Does Your Business Need a Data Product Manager?

Does Your Business Need a Data Product Manager?

There’s a hot, dare we say sexy, new role on the data scene: the data product manager. Similar to a more traditional software product manager, data product managers are responsible for managing a company’s data products and the teams that support them. And the demand for this role is beginning to grow.

Why your business needs a data product manager

Businesses today are looking for new and better ways to make data usable for their organizations. That’s why many CDOs are viewing data products as the primary way they will deliver data to their organization.

A data product is a consumption-ready set of high-quality, trustworthy, and accessible data that people across an organization can use to solve business challenges. Said differently, data products make data tangible for the organization. But for data products to be usable, they need oversight. They need someone who can lead the teams responsible for the development and delivery of the data products and partner with the business to ensure the data product delivers value. That’s where the data product manager comes in.

Defining the Role of a Data Product Manager

A data product manager designs, builds, and manages the cross-functional development of a data platform, or a suite of specific data tools, in order to serve multiple internal and/or external customers. They are not a data scientist, nor are they a data engineer. Instead, they are skilled at working cross-functionally to identify challenges, define requirements, lead teams, remove obstacles, and deliver products.

Data product managers lead the charge when it comes to understanding what lines of business leaders need to solve business challenges. They partner with business leaders to understand their pain points and identify how data can help.

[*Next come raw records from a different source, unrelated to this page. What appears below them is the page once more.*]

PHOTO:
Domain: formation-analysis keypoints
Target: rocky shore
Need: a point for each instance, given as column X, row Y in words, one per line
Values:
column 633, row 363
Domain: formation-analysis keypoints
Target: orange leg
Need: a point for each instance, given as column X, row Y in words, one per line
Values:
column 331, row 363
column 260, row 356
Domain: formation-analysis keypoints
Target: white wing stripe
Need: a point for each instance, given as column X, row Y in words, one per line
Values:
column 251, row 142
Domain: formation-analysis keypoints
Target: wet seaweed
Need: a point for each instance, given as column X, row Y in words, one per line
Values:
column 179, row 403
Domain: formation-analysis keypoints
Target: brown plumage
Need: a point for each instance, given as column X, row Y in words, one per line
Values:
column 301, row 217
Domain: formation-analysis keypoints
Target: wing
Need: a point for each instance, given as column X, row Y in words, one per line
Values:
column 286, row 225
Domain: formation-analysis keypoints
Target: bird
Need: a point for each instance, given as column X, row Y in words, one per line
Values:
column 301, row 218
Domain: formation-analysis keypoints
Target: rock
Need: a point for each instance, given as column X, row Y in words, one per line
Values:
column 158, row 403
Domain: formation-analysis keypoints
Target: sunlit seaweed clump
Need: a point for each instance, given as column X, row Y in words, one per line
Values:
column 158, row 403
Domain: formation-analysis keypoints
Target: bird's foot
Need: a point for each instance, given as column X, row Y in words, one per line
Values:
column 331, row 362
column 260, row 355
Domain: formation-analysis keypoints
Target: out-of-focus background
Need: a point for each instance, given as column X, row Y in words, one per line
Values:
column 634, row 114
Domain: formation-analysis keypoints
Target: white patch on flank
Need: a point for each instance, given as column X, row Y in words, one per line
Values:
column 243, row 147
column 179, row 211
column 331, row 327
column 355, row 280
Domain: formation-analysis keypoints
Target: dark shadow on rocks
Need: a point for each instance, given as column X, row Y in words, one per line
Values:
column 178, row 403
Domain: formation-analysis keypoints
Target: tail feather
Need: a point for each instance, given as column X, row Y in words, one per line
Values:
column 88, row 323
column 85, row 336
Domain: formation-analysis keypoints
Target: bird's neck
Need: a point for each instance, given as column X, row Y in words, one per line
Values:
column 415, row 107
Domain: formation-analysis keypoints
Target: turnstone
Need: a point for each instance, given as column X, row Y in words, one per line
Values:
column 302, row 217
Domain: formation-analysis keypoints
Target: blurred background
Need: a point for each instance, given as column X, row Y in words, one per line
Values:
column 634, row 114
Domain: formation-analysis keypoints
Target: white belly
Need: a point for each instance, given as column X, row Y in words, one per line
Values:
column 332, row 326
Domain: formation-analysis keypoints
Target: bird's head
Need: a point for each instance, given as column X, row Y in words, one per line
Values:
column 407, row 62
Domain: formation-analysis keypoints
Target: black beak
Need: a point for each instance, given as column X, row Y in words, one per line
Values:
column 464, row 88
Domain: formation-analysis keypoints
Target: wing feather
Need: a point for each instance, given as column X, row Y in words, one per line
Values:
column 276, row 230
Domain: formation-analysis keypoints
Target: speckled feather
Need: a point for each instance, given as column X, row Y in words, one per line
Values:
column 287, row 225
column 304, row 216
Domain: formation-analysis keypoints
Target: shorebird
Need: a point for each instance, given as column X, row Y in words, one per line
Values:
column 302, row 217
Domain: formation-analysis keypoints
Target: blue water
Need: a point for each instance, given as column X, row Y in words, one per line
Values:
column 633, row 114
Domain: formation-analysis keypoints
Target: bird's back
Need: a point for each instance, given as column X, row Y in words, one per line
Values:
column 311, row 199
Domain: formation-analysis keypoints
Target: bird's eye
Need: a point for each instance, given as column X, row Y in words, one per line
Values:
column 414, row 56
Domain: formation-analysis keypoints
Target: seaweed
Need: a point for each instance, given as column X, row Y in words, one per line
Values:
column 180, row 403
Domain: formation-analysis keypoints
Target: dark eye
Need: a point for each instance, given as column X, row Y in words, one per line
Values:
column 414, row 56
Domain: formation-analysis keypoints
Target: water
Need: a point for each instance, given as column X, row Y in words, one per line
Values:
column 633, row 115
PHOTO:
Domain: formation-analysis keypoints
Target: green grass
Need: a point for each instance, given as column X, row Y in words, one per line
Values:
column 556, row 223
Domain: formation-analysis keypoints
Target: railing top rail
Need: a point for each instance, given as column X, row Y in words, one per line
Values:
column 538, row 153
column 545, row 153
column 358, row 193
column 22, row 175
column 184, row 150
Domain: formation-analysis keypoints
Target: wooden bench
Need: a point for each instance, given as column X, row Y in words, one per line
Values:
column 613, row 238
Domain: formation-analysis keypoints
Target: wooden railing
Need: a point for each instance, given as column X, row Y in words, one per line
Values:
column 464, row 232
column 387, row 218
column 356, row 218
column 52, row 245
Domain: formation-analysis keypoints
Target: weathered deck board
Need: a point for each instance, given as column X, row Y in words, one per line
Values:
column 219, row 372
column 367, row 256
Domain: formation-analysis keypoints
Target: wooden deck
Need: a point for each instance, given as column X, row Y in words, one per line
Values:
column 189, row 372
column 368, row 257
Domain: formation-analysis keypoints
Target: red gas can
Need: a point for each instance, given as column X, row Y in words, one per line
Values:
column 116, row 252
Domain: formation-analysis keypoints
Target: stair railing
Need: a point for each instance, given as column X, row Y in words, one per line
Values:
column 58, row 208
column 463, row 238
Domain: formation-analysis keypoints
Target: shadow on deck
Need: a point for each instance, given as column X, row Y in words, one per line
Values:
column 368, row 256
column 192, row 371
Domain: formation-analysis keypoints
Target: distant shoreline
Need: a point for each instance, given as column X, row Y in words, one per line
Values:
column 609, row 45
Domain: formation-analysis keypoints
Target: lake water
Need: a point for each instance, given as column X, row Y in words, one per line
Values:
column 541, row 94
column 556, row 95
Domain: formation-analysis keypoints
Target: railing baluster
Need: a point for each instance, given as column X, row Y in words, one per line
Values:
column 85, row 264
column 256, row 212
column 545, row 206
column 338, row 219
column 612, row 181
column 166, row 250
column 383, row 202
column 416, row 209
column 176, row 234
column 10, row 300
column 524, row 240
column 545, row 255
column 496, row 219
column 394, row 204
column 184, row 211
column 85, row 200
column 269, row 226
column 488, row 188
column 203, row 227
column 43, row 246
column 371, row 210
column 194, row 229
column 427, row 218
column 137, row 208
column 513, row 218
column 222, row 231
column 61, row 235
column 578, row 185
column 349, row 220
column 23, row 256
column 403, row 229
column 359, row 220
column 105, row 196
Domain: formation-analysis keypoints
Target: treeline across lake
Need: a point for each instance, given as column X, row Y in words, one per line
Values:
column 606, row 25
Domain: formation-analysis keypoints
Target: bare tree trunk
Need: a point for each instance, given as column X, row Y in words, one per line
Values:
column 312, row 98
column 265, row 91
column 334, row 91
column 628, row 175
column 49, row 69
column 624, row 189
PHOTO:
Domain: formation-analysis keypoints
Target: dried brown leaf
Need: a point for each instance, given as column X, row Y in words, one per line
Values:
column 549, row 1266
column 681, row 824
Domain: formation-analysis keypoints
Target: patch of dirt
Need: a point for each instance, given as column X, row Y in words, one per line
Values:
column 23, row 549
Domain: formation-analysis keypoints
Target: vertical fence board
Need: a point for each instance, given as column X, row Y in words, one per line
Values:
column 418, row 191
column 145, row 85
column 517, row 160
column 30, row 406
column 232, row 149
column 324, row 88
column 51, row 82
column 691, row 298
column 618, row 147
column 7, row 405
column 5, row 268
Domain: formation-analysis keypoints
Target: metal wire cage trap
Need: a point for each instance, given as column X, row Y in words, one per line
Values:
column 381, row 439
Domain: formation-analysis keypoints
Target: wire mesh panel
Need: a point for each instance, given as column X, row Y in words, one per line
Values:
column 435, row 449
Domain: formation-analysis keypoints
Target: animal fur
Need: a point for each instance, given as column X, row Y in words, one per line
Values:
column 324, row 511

Unlike a data scientist who possesses the technical prowess to create machine learning models, a data product manager’s superpower is their ability to understand customer needs and lead diverse teams, without formal authority, in order to deliver a usable data product. They must understand the software development process, but they do not need the technical skills required to develop data products themselves.

3 Skills Every Data Product Manager Needs

Because data product managers are an emerging role, it’s important for CDOs to understand what skills to look for. While many skills are similar to those of a software product manager, there are a few, key differences.

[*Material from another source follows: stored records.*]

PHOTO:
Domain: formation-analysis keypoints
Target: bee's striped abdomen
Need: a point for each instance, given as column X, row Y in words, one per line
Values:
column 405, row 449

         1. Data product managers need to understand data

While it may sound obvious, data product managers need to understand data. They must understand where data lives and how they can access it. They must understand its quality and completeness. And if they find that the data is not up to par, they must also understand how they can clean and enrich it.

         2. Data product managers need to understand analytics

Because many data consumers access data products through analytics, it’s important that a data product manager understand analytics and how business leaders use them for decision making, too. They should have a basic understanding of how AI and machine learning work, because good data products are mastered through machine learning mastering models.

         3. Data product managers need to understand how to measure value

Many organizations follow the process of releasing a MVDP,  minimum viable data product, in order to gain traction and demonstrate value to the data consumers. Over time, the data product gains more features and improves its value. Data product managers need to know how to measure usage and value so they can demonstrate the benefits their data product brings to the organization.

As data products gain traction, most organizations will deliver hundreds of data products aligned to key, logical entity types such as customers, suppliers, products, and employees. And to do so, they’ll need new infrastructure, new processes, and new roles, like the data product manager, to deliver data products reliably. By understanding what skills to look for, you’ll be one step ahead when it comes to building out your data organization and successfully delivering high-quality data products to your business leaders.